ELBA, SALVARE LA SEZIONE DEL TRIBUNALE: BISOGNA PUNTARE SULL’ART.119 DELLA COSTITUZIONE

ilVicinato@ - da un lungo articolo di Giovanni Fratini pubblicato sulla stampa locale: «Quando nel 1998 una delegazione del comune di Portoferraio si presentò a Roma con in mano i dati relativi all’entità del lavoro annualmente svolto dalla nostra pretura, il presidente della commissione giustizia del senato disse di lasciar perdere quei numeri, i carichi di lavoro, i costi o i risparmi. Non sarebbero serviti a nulla, non avrebbero mai potuto giustificare il mantenimento di un tribunale, ma di insistere, di fare leva sulla condizione d’insularità del territorio e sui disagi che deve quotidianamente sopportare chi vive in una piccola isola. E solo grazie alla “insularità”, con il decreto legislativo n°51 del febbraio 1998 approvato dal governo Prodi, ottenemmo l’istituzione non provvisoria ma definitiva di una sezione distaccata del tribunale di Livorno. Il governo Monti, però, nel 2012 decise di cancellare dalla carta geografica delle sedi giudiziarie la nostra e quelle di Ischia e Lipari. Ora sembra che ci creda l’attuale ministro e per questo ha chiesto ai componenti della delegazione (I sindaci di Portoferraio e Rio etc, ndr) di fornire quanto prima “una completa fotografia della situazione attuale”. Ma per mantenere in piedi il nostro tribunale ci soccorre l’art.174 del Trattato dell’Unione europea che fa obbligo agli stati membri di tener conto dei “gravi e permanenti svantaggi naturali” delle regioni insulari.

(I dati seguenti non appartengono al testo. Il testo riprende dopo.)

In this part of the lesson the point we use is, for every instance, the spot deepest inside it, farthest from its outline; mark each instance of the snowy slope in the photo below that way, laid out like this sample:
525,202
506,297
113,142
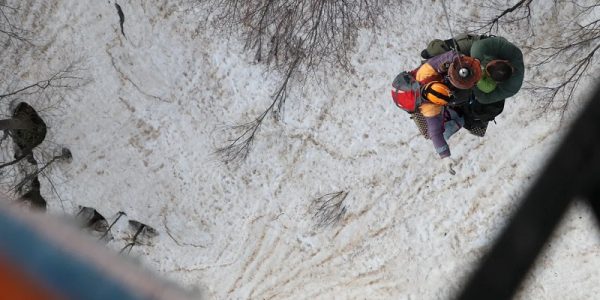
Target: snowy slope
143,131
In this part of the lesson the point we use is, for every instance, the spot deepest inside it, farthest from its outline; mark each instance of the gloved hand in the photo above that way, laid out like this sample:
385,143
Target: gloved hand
449,164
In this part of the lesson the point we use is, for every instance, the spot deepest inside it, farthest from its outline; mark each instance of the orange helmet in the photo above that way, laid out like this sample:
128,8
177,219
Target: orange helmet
436,92
464,72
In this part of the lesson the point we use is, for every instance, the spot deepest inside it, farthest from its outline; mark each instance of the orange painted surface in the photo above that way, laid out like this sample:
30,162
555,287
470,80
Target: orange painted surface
16,284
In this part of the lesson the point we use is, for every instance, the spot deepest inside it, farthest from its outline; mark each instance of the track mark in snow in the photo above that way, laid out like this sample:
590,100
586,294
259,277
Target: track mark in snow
121,17
252,257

E dal novembre del 2022, dopo appena un mese dalla nomina di Nordio a ministro, anche la nostra Costituzione, che all’art.119, non invita, ma “obbliga” la Repubblica a riconoscere “le peculiarità delle isole“ e a promuovere “le misure necessarie a rimuovere gli svantaggi derivanti dall’insularità”».